Dominic Bareham ACTION has been promised to repair footway lights which have been vandalised creating a no-go zone for residents of a new housing estate, who fear walking through the dark alley at night.

Dominic Bareham

ACTION has been promised to repair footway lights which have been vandalised creating a no-go zone for residents of a new housing estate, who fear walking through the dark alley at night.

Only three of the 18 lamps lining the path linking Jenner Road with Woodfarm Lane on the Beacon Park estate are working and many have been so badly damaged only the pole is still intact and both the light and surrounding shade are missing.

But Duncan Cole, principal location surveyor at Great Yarmouth Borough Council, said: “We are aware the lights have been vandalised and it is a nuisance that that stuff goes on. We are working in partnership with Norfolk County Council for these schemes because they are making some alterations to the footpath and it may be we could get them to sort out the footlights.”

The situation was brought to light by Paget Crescent resident Alan Whatley who was angry the borough council had not replaced the damaged lamps along the path which runs alongside James Paget University Hospital and is used by mothers taking their children to the nearby Cliff Park schools.

He said a number of residents had contacted the council about the situation, but nothing had been done.

Aside from the risk of being attacked along an unlit footway, he feared a child could hurt themselves by falling on the broken glass from the lampshades strewn on the ground and there was also a risk of electrocution from exposed wires from the damaged poles.

“The council have not even bothered to clear up the glass or make the lamps safe. The tops have been removed from five of the lamps, but there is broken glass there and it is appalling really,” Mr Whatley said.

He also believed the conical-shaped tops made them easier to break than the usual flat 'strobe'-shaped tops on street lights similar to the lamps lining a footpath on the opposite side of Jenner Road which links to the A12.

The bases of the poles sit in the soil rather than concrete, which Mr Whatley said makes it easier for youths to rock them.
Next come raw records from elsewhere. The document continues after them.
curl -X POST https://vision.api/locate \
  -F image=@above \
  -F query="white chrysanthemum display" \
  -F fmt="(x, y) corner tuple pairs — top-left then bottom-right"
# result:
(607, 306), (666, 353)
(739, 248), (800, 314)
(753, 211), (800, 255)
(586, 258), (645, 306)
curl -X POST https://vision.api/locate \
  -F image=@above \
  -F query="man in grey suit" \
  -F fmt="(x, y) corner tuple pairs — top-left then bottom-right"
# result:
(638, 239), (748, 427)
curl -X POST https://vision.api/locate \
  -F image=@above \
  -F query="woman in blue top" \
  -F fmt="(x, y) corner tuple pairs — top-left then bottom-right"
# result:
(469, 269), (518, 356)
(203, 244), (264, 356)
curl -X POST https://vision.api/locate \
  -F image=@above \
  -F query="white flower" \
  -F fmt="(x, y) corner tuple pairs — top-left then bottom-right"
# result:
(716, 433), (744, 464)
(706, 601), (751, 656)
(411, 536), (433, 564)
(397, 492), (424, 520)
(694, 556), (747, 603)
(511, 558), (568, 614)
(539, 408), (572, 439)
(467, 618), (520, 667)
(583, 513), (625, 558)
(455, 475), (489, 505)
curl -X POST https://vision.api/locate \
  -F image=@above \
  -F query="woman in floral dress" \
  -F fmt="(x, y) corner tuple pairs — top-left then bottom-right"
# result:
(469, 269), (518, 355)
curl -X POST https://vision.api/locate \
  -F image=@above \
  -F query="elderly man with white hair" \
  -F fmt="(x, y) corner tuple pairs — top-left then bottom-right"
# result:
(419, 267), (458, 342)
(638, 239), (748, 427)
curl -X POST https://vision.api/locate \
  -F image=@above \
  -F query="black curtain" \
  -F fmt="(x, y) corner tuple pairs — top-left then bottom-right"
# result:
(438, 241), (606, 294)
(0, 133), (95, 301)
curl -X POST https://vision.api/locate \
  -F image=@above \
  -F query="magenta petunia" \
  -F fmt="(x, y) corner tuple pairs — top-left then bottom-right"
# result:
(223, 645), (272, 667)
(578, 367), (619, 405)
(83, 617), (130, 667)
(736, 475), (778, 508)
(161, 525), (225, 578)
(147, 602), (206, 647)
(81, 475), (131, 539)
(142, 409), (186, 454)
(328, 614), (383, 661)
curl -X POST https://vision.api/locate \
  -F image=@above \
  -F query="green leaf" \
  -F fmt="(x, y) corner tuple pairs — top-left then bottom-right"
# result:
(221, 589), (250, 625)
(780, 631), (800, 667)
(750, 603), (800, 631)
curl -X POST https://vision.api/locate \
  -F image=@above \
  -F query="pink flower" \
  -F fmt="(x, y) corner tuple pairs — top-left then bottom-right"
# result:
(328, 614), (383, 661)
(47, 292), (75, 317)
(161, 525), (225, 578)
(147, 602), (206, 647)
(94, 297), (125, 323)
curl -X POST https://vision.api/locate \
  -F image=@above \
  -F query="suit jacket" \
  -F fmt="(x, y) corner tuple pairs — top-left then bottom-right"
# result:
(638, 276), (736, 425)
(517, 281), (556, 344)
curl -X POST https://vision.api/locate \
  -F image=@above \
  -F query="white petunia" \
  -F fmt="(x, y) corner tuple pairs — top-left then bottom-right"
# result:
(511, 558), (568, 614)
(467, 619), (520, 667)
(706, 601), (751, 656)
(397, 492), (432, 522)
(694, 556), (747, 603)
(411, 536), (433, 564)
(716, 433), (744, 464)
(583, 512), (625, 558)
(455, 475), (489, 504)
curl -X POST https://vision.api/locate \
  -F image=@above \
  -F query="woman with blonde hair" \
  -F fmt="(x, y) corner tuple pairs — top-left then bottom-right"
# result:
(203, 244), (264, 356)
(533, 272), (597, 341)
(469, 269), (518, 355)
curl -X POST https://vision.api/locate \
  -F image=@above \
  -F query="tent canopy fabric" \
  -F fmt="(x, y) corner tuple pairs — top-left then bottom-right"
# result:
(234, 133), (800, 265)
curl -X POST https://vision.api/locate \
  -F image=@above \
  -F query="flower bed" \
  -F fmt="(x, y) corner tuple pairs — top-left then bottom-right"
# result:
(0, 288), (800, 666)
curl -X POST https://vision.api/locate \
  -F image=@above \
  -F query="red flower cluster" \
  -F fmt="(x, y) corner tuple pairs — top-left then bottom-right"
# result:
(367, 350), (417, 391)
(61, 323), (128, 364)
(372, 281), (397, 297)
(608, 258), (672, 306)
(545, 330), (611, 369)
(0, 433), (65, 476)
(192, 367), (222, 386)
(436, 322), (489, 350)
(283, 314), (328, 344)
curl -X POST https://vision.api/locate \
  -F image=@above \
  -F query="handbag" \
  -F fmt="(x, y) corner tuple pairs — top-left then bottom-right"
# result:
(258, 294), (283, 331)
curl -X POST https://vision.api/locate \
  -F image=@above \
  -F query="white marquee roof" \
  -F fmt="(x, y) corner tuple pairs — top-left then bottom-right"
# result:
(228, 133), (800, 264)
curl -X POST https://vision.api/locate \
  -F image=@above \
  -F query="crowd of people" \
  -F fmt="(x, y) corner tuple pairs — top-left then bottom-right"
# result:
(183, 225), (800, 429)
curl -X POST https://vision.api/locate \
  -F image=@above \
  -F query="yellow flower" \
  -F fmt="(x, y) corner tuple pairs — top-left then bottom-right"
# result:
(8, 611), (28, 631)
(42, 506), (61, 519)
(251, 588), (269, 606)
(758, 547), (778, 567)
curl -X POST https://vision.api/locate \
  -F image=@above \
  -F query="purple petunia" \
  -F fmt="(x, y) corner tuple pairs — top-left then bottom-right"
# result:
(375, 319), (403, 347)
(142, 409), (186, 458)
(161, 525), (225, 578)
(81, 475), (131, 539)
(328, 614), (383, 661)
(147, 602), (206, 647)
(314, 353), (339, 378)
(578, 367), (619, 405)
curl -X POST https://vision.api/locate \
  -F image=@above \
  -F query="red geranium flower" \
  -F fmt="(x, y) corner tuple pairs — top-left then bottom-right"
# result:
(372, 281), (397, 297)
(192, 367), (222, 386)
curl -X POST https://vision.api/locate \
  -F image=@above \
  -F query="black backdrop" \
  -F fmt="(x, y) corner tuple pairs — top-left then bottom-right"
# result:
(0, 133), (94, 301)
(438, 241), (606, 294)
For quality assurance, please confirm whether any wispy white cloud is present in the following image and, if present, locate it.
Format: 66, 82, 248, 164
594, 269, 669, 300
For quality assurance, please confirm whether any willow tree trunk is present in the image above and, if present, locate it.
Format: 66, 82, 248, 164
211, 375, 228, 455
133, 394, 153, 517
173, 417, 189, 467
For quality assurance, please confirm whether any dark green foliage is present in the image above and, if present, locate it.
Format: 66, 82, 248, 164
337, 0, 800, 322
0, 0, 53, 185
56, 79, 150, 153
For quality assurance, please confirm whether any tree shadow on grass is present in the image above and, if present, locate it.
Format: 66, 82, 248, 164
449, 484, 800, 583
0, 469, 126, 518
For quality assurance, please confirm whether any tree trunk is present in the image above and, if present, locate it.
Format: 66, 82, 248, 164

But Mr Cole said the East Anglian Air Ambulance had asked for the conical shade lamps because they were lower than the strobe lights and caused less interference for pilots landing on the helipad behind the hospital.

The council's contractor Hall's Precasters installed the lamps along the path which is intended to be a link for people to get to a new neighbourhood centre in Woodfarm Lane providing shops and other facilities, which is due to be built in the next two or three years.

But he pledged to ensure the bases were cased in concrete and said: “It is the vandals that are the problem. It is not the council's fault, but if the problem is vandalism then we will attend to it urgently.

“It annoys me when you create a beautiful landscape down there for the benefit of the public and vandals come along and destroy it.”